Stage manager John Bailey and his assistant Gabriel Pope are to be congratulated for ‘corralling’ so many bodies and props backstage with smoothness and lack of fuss. Coordinating scenes changes and lighting cues is always tricky, but actors moving off stage in light can detract from character and effect. Apparent lack of that coordination on opening night may improve during succeeding performances.
Sam and Dolly Pickles, played by Madeleine Sheehy and Shaun Loratet, portray the less savoury aspects of family life. Sheehy’s Dolly is loud and flashy, covering her insecurities with drunken flirtations. Loratet shows how easily Sam gives in to temptation and despair.
Sophie Seaborn and Matt Kelly are Oriel and Lester Lamb. Seaborn uses a steady gaze and firm voice to show Oriel’s steely faith and righteousness. Kelly shows how Lester’s gentleness and caring balances Oriel’s severity.

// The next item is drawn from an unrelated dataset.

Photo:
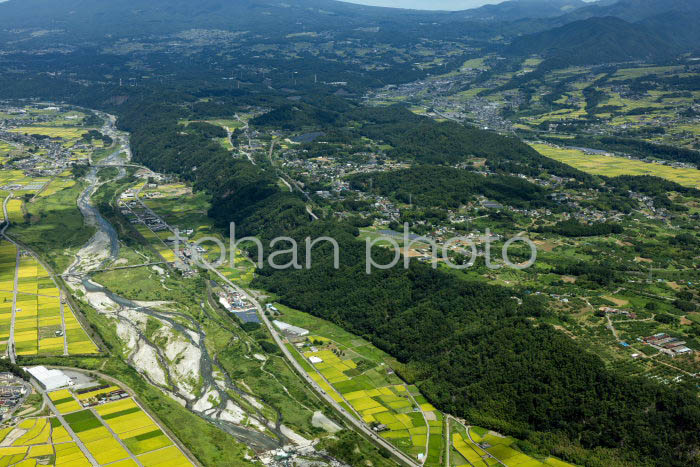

Quick Lamb and Rose Pickles are the ‘stalwarts’ of the kids at One Cloudstreet. Through them the families’ stories are told most clearly. It is Quick and Rose who eventually bring the family together and free the house of its sad spirits.
Max Jackson is constantly in character as Quick, taking him from childhood to fatherhood in a very appealing performance. His Quick reaches out to the audience with sincerity and consistency.
Mya Pockran shows how young Rose bears the burden of her dysfunctional family, bolstering Sam’s depression, but disgusted by Dolly’s drunken disdain and overt adultery. Eventually she finds some self-respect and independence in work as a telephonist.
Marianne Gibney-Quinteros, as an older Rose, carries that independence into a relationship that takes her to the more sophisticated areas of Perth, but she evetually returns to Cloudstreet where she and Quick find each other, unite the family and free the house of its past.
Through it all, Fish Pickles hovers, a disturbed being who is the only one who is aware of ‘the ladies’ who come to him at the piano in the ‘windowless room’ at the top of the house. This is a difficult role that Josh Stojanovic sustains convincingly, his eyes always looking beyond the moment to watery places only he can see.
Like other companies, Glenbrook has extended the epic nature of the play into a production ‘package’. For a community theatre company that means extra organisation, coordination and a host of volunteers. For example, patrons are offered the opportunity of ordering a meal to be eaten in the long second interval. This is served in the adjoining hall where, under the curation of Robyn and Alan Pope, a collection of photographs donated by local families has been tastefully mounted and displayed. Along with a video of old news articles and advertisements, they depict weddings, christenings, family gatherings and the fashions of the twenty years during which the Pickles and Lambs inhabited number One Cloudstreet.
Ainslie Yardley and Glenbrook Theatre Company are to be congratulated for embracing such a major undertaking and doing it with such enthusiasm and efficiency.